The Seventh Day, by Yu Hua. Translated by Allan H. Barr. Pantheon Books, 2013. $25, 213 pages.
Yu Hua’s latest novel The Seventh Day opens with an almost apocalyptic first line: “The fog was thick when I left my bedside and ventured out alone into the barren and murky city.” The imagery conjures up an all too familiar scene in contemporary China: masses enveloped in smog, some covering their mouths with white dust masks. Yu Hua writes with complexity and insight into life in contemporary China. Mirroring our consumer-driven economy here in the US, China has become the second-largest economy in the world, and this rapid industrialization only highlights the latest challenges facing this nation. The setting of the book consists of both the physical world of the living, and the ethereal world of the dead. The change that occurs when one passes over into the latter is described as a natural cycle, just as “tree leaves falling one by one in the autumn wind.” After death, characters are transformed into spectral remains of their previous selves—free from superfluous mortal concerns.
Born on a moving train and dropped onto the train tracks, the narrator, Yang Fei, is raised in abject poverty by a young switchman. After an abrupt death at the age of forty-one, he is left to roam the spiritual world searching for his recently deceased father—both of whom have gone without burial plots, a ritual which is prohibitively expensive.
Omnipresent is the impact of material gain in industrialized China, made explicit throughout the book.

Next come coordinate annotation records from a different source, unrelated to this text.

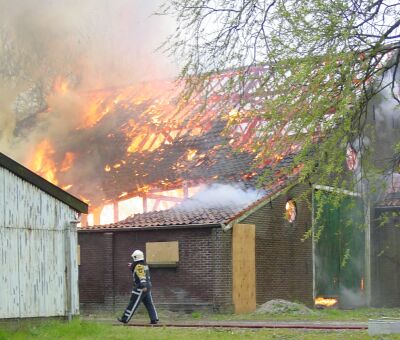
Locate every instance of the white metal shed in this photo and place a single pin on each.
(38, 245)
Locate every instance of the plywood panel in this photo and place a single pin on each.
(9, 273)
(34, 228)
(243, 268)
(162, 252)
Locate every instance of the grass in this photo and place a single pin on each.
(99, 327)
(361, 314)
(79, 329)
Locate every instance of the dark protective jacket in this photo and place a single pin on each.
(141, 275)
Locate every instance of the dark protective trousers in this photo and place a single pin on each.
(139, 296)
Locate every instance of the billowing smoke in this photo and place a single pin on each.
(85, 44)
(217, 195)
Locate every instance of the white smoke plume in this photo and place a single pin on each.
(92, 44)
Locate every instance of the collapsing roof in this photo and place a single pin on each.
(194, 212)
(133, 139)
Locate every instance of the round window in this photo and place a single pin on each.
(291, 211)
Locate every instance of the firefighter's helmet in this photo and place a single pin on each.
(137, 255)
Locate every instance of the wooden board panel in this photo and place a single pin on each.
(33, 230)
(243, 268)
(9, 273)
(162, 252)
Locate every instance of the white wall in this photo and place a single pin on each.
(35, 233)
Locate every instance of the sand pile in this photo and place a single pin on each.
(280, 306)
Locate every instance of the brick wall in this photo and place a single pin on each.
(203, 277)
(283, 262)
(199, 281)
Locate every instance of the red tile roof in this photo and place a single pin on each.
(178, 216)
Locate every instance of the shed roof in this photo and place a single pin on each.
(34, 179)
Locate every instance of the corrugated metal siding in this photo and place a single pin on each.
(34, 236)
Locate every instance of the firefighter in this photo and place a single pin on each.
(141, 291)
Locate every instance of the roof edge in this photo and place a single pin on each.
(41, 183)
(258, 205)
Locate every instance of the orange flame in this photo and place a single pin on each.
(67, 162)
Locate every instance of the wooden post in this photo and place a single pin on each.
(96, 215)
(243, 268)
(116, 212)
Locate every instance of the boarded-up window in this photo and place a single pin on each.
(162, 254)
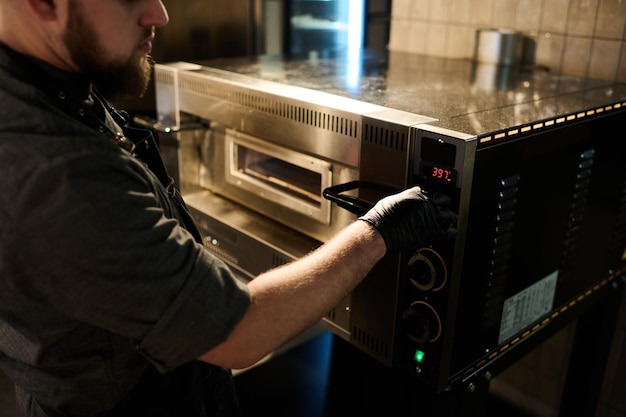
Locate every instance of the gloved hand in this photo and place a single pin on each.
(409, 219)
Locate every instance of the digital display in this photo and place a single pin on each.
(438, 173)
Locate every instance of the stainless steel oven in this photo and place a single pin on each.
(534, 167)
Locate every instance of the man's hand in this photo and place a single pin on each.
(408, 220)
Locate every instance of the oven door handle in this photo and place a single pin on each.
(354, 205)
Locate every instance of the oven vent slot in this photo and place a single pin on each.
(385, 137)
(504, 223)
(273, 105)
(576, 213)
(370, 343)
(516, 131)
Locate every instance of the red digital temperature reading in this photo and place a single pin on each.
(439, 173)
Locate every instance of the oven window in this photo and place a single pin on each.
(279, 174)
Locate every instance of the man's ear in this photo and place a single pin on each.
(45, 9)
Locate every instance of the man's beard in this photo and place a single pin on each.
(113, 78)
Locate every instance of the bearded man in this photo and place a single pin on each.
(109, 303)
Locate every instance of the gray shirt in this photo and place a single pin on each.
(99, 281)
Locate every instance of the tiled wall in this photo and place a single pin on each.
(576, 37)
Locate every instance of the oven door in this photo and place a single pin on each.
(289, 178)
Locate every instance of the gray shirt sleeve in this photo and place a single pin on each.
(94, 243)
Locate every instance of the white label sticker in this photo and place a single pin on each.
(527, 306)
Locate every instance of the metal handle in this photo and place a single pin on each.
(354, 205)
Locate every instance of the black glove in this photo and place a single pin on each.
(408, 220)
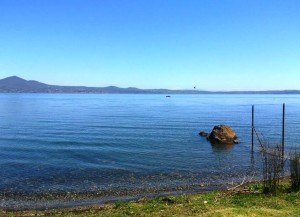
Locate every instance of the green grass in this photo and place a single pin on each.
(239, 203)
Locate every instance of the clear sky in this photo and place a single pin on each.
(211, 44)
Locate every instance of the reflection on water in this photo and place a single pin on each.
(112, 145)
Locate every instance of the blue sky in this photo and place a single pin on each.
(214, 45)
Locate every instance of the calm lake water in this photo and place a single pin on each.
(64, 149)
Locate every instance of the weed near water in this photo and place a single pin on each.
(233, 203)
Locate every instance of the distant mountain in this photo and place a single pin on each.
(15, 84)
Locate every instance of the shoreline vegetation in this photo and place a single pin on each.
(245, 200)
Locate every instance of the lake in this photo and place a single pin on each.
(72, 149)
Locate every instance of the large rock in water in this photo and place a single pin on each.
(223, 134)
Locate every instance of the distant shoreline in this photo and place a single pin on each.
(15, 84)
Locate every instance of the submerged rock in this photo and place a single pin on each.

For instance, in the waiting room where the dead take a ticket and await their burial, the rich are ushered into a luxurious VIP section full of armchairs. All the while, the poor sit in plastic chairs pondering whether their ashes “would be tipped out of the oven and greeted with a broom and dustpan, then dumped in a garbage can.”
In this ethereal world Yang Fei wanders for seven days in search of his father. Flashbacks provide converging story lines that offer a glimpse into how rabid consumerism has led some to commit suicide over an imitation iPhone and how the government has been spurred to demolish residential buildings, with residents still inside, all in the name of progress. Peppered throughout the book are transvestite prostitutes, underground mole people, and black market organ transplant surgeons, to name a few of the imaginative characters who inhabit these contrasting worlds.
The events which connect Yang Fei to this cast of seemingly unconnected characters develop seamlessly under the surface. As these characters and stories begin to interconnect, a scathing indictment of modern-day China emerges. The world of the living is speckled with indiscriminate and callous deaths, including the narrator’s own. Fatalities at bus stops, department stores, and restaurants are masked and covered-up. Yu Hua contrasts this with the peaceful world of the dead, a place free from the confines of social class structure and money.
Ultimately, Yang Fei’s exhaustive quest to find his father in the spiritual world is matched by the equally ambitious quest for material gain in the physical world. Yu Hua’s The Seventh Day has achieved a poignant look at contemporary China. By visiting the world of the dead the reader is better able to understand the follies that plague the world of the living . Simply put, “progress” in contemporary China seems to define itself by an absence of humanity.
A native of Salt Lake City, Scott Lang is currently a Master’s of English student at Weber State University. His love of writing focuses largely on contemporary social concerns. He will be moderating sessions of the National Undergraduate Literature Conference, held at Weber State this April.